Configuring ACL Priority
Management of ACLs is flexible, with configurable priority for dynamic ACLs. This includes ACLs inserted by internal and external applications, as well as those inserted using the CLI. The priority is assigned by a system of zones, and within zones by numeric codes.
Zones are of two types:
-
System Space—The System Space zones include the following:
- SYSTEM_HIGH—This zone always has the highest priority.
- SYSTEM_LOW—This zone always has the lowest priority.

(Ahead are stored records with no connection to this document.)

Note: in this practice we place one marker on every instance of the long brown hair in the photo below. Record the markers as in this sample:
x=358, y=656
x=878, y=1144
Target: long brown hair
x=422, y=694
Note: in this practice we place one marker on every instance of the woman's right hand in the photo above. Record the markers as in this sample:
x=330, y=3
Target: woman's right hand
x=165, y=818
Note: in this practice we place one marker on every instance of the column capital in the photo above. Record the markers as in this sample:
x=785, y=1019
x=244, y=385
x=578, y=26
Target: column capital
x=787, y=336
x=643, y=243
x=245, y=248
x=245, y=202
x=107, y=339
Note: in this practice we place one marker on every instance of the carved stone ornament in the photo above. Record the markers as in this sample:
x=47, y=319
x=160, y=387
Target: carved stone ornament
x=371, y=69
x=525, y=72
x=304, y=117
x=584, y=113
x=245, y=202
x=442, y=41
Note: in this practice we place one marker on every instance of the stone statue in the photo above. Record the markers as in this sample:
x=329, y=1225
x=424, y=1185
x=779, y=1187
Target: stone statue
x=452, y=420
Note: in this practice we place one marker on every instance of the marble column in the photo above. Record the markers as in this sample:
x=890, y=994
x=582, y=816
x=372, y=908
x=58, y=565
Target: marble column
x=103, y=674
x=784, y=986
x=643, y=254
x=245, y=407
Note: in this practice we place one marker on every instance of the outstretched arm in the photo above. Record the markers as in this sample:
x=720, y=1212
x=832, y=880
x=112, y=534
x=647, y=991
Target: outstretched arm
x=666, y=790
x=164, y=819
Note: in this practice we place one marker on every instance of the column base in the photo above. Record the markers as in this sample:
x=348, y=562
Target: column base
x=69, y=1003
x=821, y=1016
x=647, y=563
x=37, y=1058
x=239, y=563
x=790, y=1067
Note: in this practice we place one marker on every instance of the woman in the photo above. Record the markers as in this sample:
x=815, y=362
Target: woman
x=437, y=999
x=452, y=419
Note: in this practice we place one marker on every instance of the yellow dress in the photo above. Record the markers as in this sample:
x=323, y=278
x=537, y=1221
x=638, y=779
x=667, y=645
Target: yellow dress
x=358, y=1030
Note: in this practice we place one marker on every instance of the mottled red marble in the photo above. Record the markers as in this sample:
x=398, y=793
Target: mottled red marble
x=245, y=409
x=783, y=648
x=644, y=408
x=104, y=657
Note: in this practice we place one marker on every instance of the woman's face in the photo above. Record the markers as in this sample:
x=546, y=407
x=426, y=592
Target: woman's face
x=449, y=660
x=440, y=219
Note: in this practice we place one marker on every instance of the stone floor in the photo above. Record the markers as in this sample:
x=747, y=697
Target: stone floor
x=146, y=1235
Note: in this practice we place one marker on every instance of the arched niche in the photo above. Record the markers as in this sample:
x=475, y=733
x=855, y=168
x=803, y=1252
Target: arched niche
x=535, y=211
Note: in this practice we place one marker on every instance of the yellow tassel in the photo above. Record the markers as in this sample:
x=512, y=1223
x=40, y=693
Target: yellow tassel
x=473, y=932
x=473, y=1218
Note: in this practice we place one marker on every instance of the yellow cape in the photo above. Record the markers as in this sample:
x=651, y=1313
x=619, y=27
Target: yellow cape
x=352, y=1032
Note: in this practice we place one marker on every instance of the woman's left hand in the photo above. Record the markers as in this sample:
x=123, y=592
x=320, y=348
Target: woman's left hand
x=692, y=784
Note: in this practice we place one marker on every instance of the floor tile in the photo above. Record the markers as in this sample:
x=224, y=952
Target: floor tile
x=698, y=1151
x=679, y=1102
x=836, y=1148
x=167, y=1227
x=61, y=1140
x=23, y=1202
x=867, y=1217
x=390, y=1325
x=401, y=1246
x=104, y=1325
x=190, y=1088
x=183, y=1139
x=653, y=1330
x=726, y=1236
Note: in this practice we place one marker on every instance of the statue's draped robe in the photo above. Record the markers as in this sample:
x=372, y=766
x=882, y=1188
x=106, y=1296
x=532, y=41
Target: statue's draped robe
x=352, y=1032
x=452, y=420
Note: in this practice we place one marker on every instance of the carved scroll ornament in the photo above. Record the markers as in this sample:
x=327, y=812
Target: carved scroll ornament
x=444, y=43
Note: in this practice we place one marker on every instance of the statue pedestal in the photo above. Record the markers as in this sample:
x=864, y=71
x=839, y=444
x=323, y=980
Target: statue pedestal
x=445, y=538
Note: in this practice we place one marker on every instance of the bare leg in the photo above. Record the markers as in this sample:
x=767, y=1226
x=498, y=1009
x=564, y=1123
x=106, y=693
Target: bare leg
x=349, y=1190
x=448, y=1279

The priorities cannot be changed.
No configuration is allowed by the user into System Space.
Hal is the only application in a System Space zone.
-
User Space—The User Space zones include the following:
- DOS—This is the denial of service zone.
- SYSTEM—This is the zone for applications that require a CPU-copy or mirror and for redirect ACLs.
- SECURITY—This is the zone for ACLs installed by security appliances and internal security processes.
User Space zones consist of default zones and created zones. Default zones group like functions and cannot be deleted.
The administrator has the ability to create new zones and configure the priority of both default and created zones. See Configuring User Zones for discussion of created zones and applications. Applications insert ACLs into zones.
To view both System Space and User Space zones, use the show access-list zone command.
Default Assignment and Priority of Applications, by Zone shows the priority of System Space zones and User Space zones together with the default assignments and priority of applications by zone.
Zone/Default Application | Default Priority | Platform |
---|---|---|
SYSTEM SPACE ZONES | ||
hal | 1 | |
USER SPACE ZONES | ||
DOS | 2 | |
hal | 1 | All platforms |
Dos | 2 | All platforms |
SYSTEM | 3 | |
Cli | 1 | All platforms |
IpSecurity | 2 | All platforms |
NetLogin | 6 | All platforms |
SECURITY | 4 | |
GenericXml (Allows configuration of one additional external application) | 4 | All platforms |
SYSTEM SPACE ZONES | ||
hal | 1 |

Note
The priority of static ACLs is determined by the order they are configured, with the first rule configured having the highest priority.